I've been meaning to do this for a long time
By Alistair A. Vogan
I OFFER YOU FULL DISCLOSURE:
I have a secret.
This book was an exorcism of sorts. Fourteen years ago I was working with some of North America's top comedic talent, including The Kids in the Hall and Adam McKay, former Saturday Night Live staff writer, writer director of several Will Ferrell feature films. Things looked up. I was doing exactly what I loved, what I'd dreamed I'd do some day. I was growing comfortable speaking and working with fancy celebrities and executives from independent film companies such as Broadway Video and top agents and studio. I was developing my craft, and receiving praise my work from people I admired tremendously, people whose opinion I truly respected. I was, in short, very happy about where I was at that point, and super optimistic about the future.
I didn't know the end was near.
At this time I had written a screenplay that was receiving a lot of praise in the film industry. Consequently I 'shopped' the screenplay around. I bypassed agencies and doorkeepers, spoke directly to top executives at the most powerful independent film companies, and at 'the studios'. One production company headed by an actor and director-producer-celebrity I admired showed great interest in the script.

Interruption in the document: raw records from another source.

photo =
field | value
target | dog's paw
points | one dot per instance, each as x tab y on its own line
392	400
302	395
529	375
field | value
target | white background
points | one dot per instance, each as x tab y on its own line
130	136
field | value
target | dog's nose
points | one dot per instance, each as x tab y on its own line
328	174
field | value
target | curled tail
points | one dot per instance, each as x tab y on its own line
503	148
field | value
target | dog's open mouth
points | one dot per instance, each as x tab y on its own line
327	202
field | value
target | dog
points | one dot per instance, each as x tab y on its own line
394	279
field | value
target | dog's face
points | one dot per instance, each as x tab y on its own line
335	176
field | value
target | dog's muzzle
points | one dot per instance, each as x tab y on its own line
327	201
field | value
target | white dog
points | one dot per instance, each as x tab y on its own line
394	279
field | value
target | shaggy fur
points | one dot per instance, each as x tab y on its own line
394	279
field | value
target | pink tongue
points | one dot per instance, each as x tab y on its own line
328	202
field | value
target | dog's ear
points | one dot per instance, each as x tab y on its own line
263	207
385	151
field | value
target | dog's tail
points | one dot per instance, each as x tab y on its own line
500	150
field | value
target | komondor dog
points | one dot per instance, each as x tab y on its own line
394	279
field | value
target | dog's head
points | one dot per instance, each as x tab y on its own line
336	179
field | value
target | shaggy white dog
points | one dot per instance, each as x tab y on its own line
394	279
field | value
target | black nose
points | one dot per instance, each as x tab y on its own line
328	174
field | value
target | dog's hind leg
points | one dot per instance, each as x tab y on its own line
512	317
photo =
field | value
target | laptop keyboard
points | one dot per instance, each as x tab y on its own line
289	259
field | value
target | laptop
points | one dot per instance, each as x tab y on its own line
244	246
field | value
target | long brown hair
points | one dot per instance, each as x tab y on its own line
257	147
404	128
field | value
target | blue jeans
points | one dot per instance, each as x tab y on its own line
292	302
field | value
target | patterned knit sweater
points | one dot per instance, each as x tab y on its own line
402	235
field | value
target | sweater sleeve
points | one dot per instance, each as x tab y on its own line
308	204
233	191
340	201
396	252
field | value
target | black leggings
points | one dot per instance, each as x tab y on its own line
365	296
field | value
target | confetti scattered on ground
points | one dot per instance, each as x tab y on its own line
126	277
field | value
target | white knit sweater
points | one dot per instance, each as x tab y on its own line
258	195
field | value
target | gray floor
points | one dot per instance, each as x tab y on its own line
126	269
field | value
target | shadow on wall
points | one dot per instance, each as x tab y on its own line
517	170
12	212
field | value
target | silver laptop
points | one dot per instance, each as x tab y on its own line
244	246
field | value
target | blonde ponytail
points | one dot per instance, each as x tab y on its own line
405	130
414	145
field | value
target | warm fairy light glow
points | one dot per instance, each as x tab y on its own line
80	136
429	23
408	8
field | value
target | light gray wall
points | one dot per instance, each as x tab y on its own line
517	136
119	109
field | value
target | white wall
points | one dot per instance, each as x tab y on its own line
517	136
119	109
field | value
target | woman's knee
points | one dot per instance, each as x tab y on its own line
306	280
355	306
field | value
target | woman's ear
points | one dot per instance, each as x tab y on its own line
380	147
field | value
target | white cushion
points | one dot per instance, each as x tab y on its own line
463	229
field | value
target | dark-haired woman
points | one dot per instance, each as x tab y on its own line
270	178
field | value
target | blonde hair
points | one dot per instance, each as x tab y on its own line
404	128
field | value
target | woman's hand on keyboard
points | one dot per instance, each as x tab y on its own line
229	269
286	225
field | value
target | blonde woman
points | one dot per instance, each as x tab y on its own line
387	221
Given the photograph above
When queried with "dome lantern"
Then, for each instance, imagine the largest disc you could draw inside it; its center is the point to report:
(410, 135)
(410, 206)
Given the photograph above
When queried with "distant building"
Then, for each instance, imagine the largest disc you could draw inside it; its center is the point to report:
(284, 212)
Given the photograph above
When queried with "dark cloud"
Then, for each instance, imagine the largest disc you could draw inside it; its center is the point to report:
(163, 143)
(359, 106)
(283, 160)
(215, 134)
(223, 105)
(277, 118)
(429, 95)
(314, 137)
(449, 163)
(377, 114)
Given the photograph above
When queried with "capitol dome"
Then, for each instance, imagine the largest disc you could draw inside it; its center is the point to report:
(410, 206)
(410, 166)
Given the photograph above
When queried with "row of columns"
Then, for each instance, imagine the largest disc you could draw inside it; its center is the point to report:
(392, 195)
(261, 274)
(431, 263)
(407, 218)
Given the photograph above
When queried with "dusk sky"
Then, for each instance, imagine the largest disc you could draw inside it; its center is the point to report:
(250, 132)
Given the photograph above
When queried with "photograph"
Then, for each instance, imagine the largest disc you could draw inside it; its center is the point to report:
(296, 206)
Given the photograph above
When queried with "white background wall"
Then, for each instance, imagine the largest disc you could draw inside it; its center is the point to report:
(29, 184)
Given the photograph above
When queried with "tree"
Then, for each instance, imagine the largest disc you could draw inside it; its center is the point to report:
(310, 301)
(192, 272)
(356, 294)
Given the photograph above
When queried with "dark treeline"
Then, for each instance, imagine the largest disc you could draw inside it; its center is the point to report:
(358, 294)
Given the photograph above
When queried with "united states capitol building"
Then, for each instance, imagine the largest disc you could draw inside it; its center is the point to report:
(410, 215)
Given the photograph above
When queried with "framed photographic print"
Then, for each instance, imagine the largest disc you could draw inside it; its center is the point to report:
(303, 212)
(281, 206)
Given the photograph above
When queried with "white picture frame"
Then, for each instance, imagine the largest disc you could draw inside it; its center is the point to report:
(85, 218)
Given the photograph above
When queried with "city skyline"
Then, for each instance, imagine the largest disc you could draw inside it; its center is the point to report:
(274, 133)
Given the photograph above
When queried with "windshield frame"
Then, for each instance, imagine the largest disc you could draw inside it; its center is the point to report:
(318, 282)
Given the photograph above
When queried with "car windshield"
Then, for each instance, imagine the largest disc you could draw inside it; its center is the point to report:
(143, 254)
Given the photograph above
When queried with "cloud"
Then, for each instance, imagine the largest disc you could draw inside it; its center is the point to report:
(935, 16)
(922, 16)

I sent a draft of the screenplay and told them I would work on it more, that I had ideas for making it even better. Their enthusiasm was so strong that I sent multiple drafts. Three in total. And then I waited.
The following summer I received phone calls from a film editor in Toronto who had been invited to watch the 'dailies' of the feature being filmed locally. (Dailies are the raw footage that is shot of a feature film, before it is edited into the form you see in movie theaters.) After a few minutes of watching these dailies she was very concerned. What she was watching looked like my screenplay. It looked like my film. She contacted me and shared her thoughts; but I was skeptical. I felt that, despite her good intentions, the likelihood was low and that she was probably overreacting. After some research over the Internet I discovered that the same company I have been speaking with, that is, the same company I had pitched the story to and who had received multiple drafts, had redrafted my screenplay and sold it to Warner Bros. For my screenplay, Warner Bros. had paid $650,000. Friends and colleagues who were working on the film set were able to acquire the budget for the film (from the accountant) and multiple drafts of the new screenplay. After reading through their multiple drafts I confirmed that it was my screenplay, beyond a doubt. To my astonishment the story I had written was being shot in the city I lived in, with a budget of $100, 000, 000. It was being directed by the same celebrity actor director who headed the independent film company with whom I had been speaking. They had even followed my suggestion and hired the same A-list actor I had recommended for the lead role.
I spoke to members of the press. I researched suitable lawyers. An executive producer who had worked with Francis Ford Coppola numerous times read both screenplays ('theirs' and mine) and said he was confident that copyright infringement had occurred. A litigator with a track record for winning high profile copyright infringement cases in Hollywood agreed also. In the end, although the latter would've been willing to represent me pro bono, he had to decline. Having the screenplay registered with the Writers Guild of America, he said, was not enough. He would only have able to represent me if I had registered the work with the Library of Congress in Washington.
Not deterred I hired a team of lawyers from the copyright division of a respected international law firm. Meetings were arranged and strategies were conceived. Letters were drafted, emails and faxes were exchanged, lengthily phone calls were made... And this went on for weeks and months. Despite knowing I'd been wronged it was clear as the bills mounted that a successful litigation would not be possible. Why? My finances were limited; whereas, Warner Bros. pockets were bottomless.
I had to admit defeat.
In the days and months that followed I felt as though I had lost everything. I had not only spent all my money, I had borrowed large sums and had gone thousands of dollars in debt. And to add to things, colleagues were no longer taking my calls; to my surprise doors were no longer open. I realized, I had been banished.
Don't expect to find work (ever again) if you sue a studio.
It was the end of the world as I had come to know it.
I couldn't find work. I was penniless. I had been deserted. I had a growing feeling that I'd become homeless.
Something inside me had broken...
. . .
Ten years later I discovered an early draft of the screenplay in a tattered envelope in a forgotten folder on a shelf under a bunch of books. I removed it from the envelope and read it, in one sitting. I loved the story, despite the all the pain associated with it it made me laugh.
I couldn't let it go. I decided I wouldn't.
In the years that followed I rewrote it, filling it this time with a decade of loss and the irony that things as they are are not as they should be, that the past does not dictate the future, and, finally, a growing optimism that there are second chances, for everyone.
The writing of this book was an exorcism. I am stronger for writing it.
Whatever is that is troubling you, you will grow stronger to transcend it.